Non Qualified Stock: Stock given to employees, independent contractors or consultants as compensation. When a Non qualified option is exercised, the employee receives compensation equal to the spread at the time of exercise. The company receives a deduction for the compensation paid.
Spread: The difference between the strike price and the fair market value of the stock at the time of exercises.
Strike Price: The price of value as established in the option contract. For example, assume it was $3 per share. If the shares sold for a fair market value of $7 per share, the difference of $4 per share is the amount considered for taxation.
What has been missed in the stock option craze is the real life element of the company itself. A large AMT can really hurt, particularly if the stock should drop. I remember one conversation AFTER THE FACT where an employee had a HUGE tax to pay but the stock had fallen to next to nothing. Now he had no stock value and, according to him, a tax hit of over $1,000,000. Nothing I could say to make the situation better. He simply had an emotional attachment to his company and did not sell when it was plummeting. Life sucks sometimes- particularly if you are not paying attention.
The only sure sign a man is dead is that he is no longer capable of litigation.

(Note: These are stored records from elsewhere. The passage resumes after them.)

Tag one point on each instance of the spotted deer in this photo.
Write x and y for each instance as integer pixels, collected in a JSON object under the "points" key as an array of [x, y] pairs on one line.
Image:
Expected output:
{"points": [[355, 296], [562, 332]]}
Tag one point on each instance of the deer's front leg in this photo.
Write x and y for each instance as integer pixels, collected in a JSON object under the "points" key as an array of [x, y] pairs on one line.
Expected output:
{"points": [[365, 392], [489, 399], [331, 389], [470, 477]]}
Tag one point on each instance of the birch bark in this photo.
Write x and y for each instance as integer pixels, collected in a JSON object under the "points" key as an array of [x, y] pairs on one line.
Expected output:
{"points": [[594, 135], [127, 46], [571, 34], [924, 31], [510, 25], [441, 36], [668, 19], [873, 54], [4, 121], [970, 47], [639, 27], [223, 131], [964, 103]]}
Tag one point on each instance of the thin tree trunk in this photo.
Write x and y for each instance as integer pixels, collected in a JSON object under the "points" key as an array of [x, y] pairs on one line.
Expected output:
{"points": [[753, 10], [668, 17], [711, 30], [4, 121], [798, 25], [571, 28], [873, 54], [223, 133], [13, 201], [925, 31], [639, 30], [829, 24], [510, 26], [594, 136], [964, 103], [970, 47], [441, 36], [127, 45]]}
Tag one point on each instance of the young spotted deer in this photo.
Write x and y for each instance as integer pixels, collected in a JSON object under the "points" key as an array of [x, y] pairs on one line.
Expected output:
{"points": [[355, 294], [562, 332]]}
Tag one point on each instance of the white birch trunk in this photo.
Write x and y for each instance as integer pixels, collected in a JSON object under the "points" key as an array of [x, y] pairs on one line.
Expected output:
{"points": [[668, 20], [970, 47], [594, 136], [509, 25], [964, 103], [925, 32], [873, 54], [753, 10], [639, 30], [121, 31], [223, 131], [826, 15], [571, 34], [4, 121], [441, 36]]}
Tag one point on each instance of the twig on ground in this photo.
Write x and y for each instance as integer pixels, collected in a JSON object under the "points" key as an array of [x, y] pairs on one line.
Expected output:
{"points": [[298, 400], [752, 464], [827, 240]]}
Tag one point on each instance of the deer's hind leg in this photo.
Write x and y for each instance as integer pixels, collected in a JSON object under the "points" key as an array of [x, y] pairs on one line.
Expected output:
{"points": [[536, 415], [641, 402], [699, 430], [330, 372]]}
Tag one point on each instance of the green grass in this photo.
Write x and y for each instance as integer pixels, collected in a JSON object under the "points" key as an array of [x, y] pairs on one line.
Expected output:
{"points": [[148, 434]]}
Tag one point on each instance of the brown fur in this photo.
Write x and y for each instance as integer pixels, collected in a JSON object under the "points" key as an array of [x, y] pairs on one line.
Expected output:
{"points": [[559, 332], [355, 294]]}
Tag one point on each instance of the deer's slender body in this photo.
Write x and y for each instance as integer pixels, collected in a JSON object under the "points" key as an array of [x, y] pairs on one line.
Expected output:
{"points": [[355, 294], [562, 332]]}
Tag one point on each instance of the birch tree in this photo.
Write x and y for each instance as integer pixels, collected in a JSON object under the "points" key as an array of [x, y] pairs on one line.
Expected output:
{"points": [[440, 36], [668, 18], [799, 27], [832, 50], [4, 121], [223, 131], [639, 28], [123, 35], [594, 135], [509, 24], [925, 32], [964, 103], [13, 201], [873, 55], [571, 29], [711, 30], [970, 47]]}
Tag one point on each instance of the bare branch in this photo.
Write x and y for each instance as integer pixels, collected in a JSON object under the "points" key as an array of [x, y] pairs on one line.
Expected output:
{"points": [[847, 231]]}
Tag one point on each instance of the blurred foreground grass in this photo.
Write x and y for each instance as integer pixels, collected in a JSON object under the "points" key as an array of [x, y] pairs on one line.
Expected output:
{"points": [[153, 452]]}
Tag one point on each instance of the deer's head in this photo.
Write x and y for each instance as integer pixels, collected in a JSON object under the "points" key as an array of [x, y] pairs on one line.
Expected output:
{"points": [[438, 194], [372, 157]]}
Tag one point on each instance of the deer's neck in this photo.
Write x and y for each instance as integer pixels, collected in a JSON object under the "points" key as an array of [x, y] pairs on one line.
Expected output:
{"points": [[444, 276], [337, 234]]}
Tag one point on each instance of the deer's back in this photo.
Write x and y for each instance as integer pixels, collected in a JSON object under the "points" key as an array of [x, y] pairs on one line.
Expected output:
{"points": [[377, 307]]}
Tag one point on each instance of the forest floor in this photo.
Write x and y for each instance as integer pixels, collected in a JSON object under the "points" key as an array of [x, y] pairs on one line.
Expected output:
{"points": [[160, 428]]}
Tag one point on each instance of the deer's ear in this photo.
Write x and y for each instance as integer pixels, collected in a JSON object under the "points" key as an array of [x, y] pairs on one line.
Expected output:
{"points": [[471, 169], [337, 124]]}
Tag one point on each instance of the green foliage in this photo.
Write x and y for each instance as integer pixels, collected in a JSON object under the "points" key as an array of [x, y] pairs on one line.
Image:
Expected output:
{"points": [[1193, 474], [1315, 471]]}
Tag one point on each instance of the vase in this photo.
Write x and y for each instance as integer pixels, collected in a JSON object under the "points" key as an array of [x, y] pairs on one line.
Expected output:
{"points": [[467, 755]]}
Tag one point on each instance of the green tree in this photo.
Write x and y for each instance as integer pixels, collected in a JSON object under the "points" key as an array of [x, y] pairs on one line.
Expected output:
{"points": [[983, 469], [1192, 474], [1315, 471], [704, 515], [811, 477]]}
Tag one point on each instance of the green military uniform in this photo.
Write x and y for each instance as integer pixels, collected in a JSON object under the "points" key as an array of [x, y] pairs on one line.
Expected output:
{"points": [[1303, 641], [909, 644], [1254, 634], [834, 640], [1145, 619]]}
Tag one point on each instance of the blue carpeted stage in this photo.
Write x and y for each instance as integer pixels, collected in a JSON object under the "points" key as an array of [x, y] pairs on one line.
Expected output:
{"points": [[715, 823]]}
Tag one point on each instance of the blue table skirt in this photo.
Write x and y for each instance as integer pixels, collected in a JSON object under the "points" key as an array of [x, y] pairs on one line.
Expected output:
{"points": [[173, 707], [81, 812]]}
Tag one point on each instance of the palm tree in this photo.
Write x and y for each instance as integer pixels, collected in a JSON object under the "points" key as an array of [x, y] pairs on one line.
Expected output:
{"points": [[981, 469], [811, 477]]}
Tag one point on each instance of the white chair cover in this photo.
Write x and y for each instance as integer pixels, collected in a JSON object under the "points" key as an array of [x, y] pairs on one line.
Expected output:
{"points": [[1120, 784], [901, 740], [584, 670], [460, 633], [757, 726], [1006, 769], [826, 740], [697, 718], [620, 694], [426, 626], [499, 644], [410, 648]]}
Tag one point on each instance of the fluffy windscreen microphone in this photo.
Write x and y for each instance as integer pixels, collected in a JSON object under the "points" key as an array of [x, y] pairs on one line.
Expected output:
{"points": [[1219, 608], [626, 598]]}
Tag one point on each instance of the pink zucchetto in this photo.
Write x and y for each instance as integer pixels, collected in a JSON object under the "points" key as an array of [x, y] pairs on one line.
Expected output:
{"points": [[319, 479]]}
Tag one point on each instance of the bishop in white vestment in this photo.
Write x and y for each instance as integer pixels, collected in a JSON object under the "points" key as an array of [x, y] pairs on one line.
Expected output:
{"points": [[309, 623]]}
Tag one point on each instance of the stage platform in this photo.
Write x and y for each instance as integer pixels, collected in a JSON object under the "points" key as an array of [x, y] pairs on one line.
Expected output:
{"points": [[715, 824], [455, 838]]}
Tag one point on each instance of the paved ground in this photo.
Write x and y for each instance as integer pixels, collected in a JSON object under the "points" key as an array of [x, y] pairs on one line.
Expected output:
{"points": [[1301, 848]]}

SO YOU THINK THE STOCK MARKET IS LARGE: (NY Times) "Although most investors focus on the stock market, the corporate bond market dwarfs it in size. And the gap is widening. So far this year, companies have raised only $146 billion from new stock issues, compared with $935 billion in the corporate bond market, according to Thomson Financial Securities Data. The peak of corporate issuance came in 1998 when $1.2 trillion worth of bonds came to market, up from $433 billion raised in 1995."
Early morning cheerfulness can be extremely obnoxious.
William Feather
INTERNET SHOPPING: although 5.9 million Americans used the Internet to obtain automobile insurance quotes last year, only 650,000 actually bought a policy.
DEPRESSION: Depression is a common and debilitating condition, affecting up to 21.3% of women and 12.7% of men in the United States at some point in their lifetimes
HOW HIGH?: the S&P peaked at 21 times earnings in 1929. In 1965, in the other great cycle, the post-war cycle, it again peaked at 21 times earnings. Both cycles were built on incredibly strong earnings and productivity gains. In this cycle the index peaked at 33 times earnings, and as we sit here the S&P's P/E is at 26 times earnings. The long-term P/E average is 14.
COUGH: Smoking cigarettes for 20+ years can increase the risk of dying of colorectal cancer by 40%+, according to a study that blames tobacco use for nearly one in eight such deaths in the United States.